Cut back on caffeine-rich drinks such as coffee and black tea and introduce green tea, white tea, rooibos tea and herbal teas.

Reducing inflammation

“The health of our joints can become compromised over time with wear and tear and chronic inflammation,” says nutritionist Pauline Cox BSc MSc who works with Wiley’s Finest. “Long-term inflammation can cause tissue damage and breakdown, with swollen, painful joints. Reducing inflammation can lead to a reduction in pain and restoration of normal function.

“Omega-3 fatty acids found in fish oils have been shown to be an effective means of lowering inflammation in the joints,” she continues. “Consumption of omega-3 fatty acids reduces pro-inflammatory markers and cartilage-degrading enzymes. This effect has been researched on individuals with inflammatory joint conditions such as rheumatoid arthritis. It may also be beneficial in maintaining healthy joints and preventing the bony changes seen in osteoarthritis, through its anti-inflammatory properties.”

What about supplements?

“Bear in mind that adding in supplements should be only as an enhancement to healthy lifestyle choices,” says Gerald Colfer. “Ask yourself if your diet is rich in wholefoods and anti-inflammatory compounds? Are you exercising enough? Do you stretch? Are you drinking plenty of water? It always helps to address the obvious issues like diet, weight and lifestyle factors, but after that has been done the use of appropriate supplements is often the cherry on the cake which guarantees the way back to a life without pain.

“Turmeric is a powerful spice rich in a chemical compound called curcumin which has strong anti-inflammatory properties. Use it liberally in foods or try a supplement version. Vitamin D is necessary for bone and muscle functions and may even carry anti-inflammatory properties of its own. It is known as the sunshine vitamin, but sadly many of us are low in it.

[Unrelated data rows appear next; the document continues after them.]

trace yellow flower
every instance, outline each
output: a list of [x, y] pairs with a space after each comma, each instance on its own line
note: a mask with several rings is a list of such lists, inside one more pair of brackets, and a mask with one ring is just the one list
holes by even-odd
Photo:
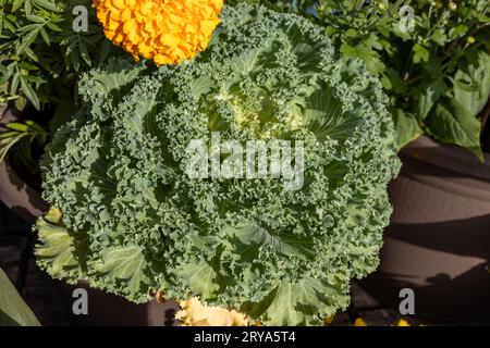
[[219, 307], [207, 307], [199, 302], [197, 297], [180, 301], [182, 310], [175, 318], [183, 326], [247, 326], [245, 314], [235, 310], [226, 310]]
[[50, 223], [59, 225], [61, 223], [61, 210], [58, 208], [51, 208], [45, 219]]
[[94, 0], [106, 36], [158, 65], [206, 49], [222, 7], [223, 0]]
[[367, 324], [366, 324], [366, 322], [364, 321], [363, 318], [357, 318], [357, 319], [354, 321], [354, 326], [367, 326]]

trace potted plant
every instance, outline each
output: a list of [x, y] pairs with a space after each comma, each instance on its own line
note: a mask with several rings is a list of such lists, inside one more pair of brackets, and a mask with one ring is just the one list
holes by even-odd
[[[76, 110], [79, 74], [125, 53], [105, 37], [90, 0], [1, 0], [0, 17], [0, 199], [34, 223], [49, 209], [39, 158]], [[90, 315], [72, 318], [79, 324], [163, 325], [174, 307], [136, 306], [83, 283], [63, 288], [66, 307], [77, 287], [90, 298]]]
[[488, 315], [489, 2], [266, 2], [322, 25], [390, 96], [403, 166], [366, 288], [395, 307], [412, 288], [415, 313], [427, 319]]
[[[126, 50], [155, 39], [145, 18], [112, 30], [97, 3]], [[321, 325], [378, 264], [400, 164], [388, 100], [306, 18], [240, 4], [220, 20], [207, 48], [212, 29], [132, 51], [180, 65], [111, 59], [82, 76], [82, 105], [41, 160], [53, 210], [36, 224], [38, 264], [134, 302], [198, 296], [264, 324]]]

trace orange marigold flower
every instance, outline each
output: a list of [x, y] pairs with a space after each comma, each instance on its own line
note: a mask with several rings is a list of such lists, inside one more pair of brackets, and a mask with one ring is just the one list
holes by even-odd
[[158, 65], [206, 49], [222, 7], [223, 0], [94, 0], [106, 36]]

“Glucosamine and chondroitin form part of the cartilage which is what stops your bones from rubbing against each other. Without it pain and inflammation ensue. Glucosamine sulfate is a supplement commonly taken to improve joint pain. Furthermore , when taken long-term, it may slow down the narrowing of your joint space, a sure sign of osteoarthritis. Chondroitin helps to build cartilage and is often combined with glucosamine.”

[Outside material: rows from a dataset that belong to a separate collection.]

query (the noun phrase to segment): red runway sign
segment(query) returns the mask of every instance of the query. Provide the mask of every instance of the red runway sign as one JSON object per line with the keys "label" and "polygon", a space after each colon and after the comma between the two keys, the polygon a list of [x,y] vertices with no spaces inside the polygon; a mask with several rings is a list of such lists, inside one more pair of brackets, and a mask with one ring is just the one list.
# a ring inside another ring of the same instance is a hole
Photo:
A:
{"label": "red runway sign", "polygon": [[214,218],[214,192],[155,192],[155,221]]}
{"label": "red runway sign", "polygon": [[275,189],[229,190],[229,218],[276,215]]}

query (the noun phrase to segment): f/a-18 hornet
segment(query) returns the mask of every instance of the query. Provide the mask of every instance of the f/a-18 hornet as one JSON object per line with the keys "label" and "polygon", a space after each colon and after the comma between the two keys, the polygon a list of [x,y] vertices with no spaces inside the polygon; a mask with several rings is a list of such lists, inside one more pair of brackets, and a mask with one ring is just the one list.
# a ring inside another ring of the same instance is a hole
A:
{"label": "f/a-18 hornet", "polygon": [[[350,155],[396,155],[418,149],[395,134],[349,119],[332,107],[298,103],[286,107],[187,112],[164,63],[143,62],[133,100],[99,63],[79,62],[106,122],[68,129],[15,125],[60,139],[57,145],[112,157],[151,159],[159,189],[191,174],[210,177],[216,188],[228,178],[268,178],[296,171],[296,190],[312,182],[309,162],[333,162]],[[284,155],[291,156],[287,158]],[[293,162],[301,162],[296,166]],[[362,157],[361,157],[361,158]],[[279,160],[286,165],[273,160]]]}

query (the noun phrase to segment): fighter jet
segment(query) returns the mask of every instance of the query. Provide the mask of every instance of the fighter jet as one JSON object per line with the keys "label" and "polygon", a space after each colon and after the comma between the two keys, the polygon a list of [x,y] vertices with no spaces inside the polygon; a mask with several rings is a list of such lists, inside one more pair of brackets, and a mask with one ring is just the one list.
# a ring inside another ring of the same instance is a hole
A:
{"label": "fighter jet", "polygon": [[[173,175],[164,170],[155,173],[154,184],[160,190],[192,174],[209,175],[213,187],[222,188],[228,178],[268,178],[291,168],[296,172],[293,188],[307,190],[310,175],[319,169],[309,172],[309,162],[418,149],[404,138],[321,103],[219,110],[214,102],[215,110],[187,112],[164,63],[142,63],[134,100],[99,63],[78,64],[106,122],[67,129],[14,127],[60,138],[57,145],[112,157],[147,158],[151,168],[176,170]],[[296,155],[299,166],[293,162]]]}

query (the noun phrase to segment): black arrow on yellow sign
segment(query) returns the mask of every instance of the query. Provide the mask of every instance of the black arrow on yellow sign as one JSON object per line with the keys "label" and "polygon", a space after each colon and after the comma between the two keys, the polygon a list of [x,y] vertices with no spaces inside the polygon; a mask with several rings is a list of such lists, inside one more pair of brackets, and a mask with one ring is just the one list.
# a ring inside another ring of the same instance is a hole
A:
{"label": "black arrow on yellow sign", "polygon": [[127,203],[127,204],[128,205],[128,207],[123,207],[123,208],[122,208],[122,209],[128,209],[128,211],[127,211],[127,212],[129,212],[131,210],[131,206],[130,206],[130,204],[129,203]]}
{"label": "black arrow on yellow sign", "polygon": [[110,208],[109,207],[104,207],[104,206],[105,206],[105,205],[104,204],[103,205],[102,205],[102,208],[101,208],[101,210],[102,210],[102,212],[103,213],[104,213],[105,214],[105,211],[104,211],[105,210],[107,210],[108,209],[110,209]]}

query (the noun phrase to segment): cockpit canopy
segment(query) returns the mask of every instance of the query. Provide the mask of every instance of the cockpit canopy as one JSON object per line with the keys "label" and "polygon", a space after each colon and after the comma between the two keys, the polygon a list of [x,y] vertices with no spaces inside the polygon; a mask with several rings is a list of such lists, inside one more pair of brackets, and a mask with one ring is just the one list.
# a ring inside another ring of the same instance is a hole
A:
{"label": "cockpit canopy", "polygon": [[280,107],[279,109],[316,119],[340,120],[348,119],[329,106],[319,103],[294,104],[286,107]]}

Bathe and massage away pain

“Soaking in an Epsom salts bath rich in magnesium and other minerals, can ease muscle and joint pains, even temporarily,” says Gerald Colfer. “Self massage using essential oils like arnica, black pepper and rosemary can also ease inflammation and pain.”

Look for these ingredients

Ask your local health store for a bone-friendly supplement as there are a variety on the market. Supplements may contain calcium, magnesium, vitamin D, zinc, boron, protease, lipase and amylase. Other good ingredients are turmeric, ginger, black pepper and hyaluronic acid.

Other supports for bones and joints:

  • Boswellia – pain relieving, anti-inflammatory.
  • Bromelain – an enzyme that supports the digestion of protein which is needed to repair damaged tissue.
  • Calcium – vital for healthy bones.
  • Collagen – builds cartilage in the joints which deteriorates as we age.
  • Devil’s claw and sigesbeckia tablets – may relieve muscle aches, joint pain and backache.
  • Magnesium – vital for healthy bones, it encourages the body to absorb calcium.
  • Omega-3 – has anti-inflammatory properties and aids in lubrication and suppleness of joints.
  • Vitamin B12 – keeps homocysteine levels down, an amino acid linked to bone fracture.
  • Vitamin C – essential for collagen production.
  • Vitamin D3 – aids calcium absorption in the body.

Did you know?

Silicon dioxide, also known as silica, is a combination of silicon and oxygen. This trace mineral is found in the human body, plants and drinking water. It can help build strong bones by supporting the formation of collagen fibres. You can take a silica supplement, and also stinging nettle which is a source of silica that helps rebuild connective tissue over a period of time.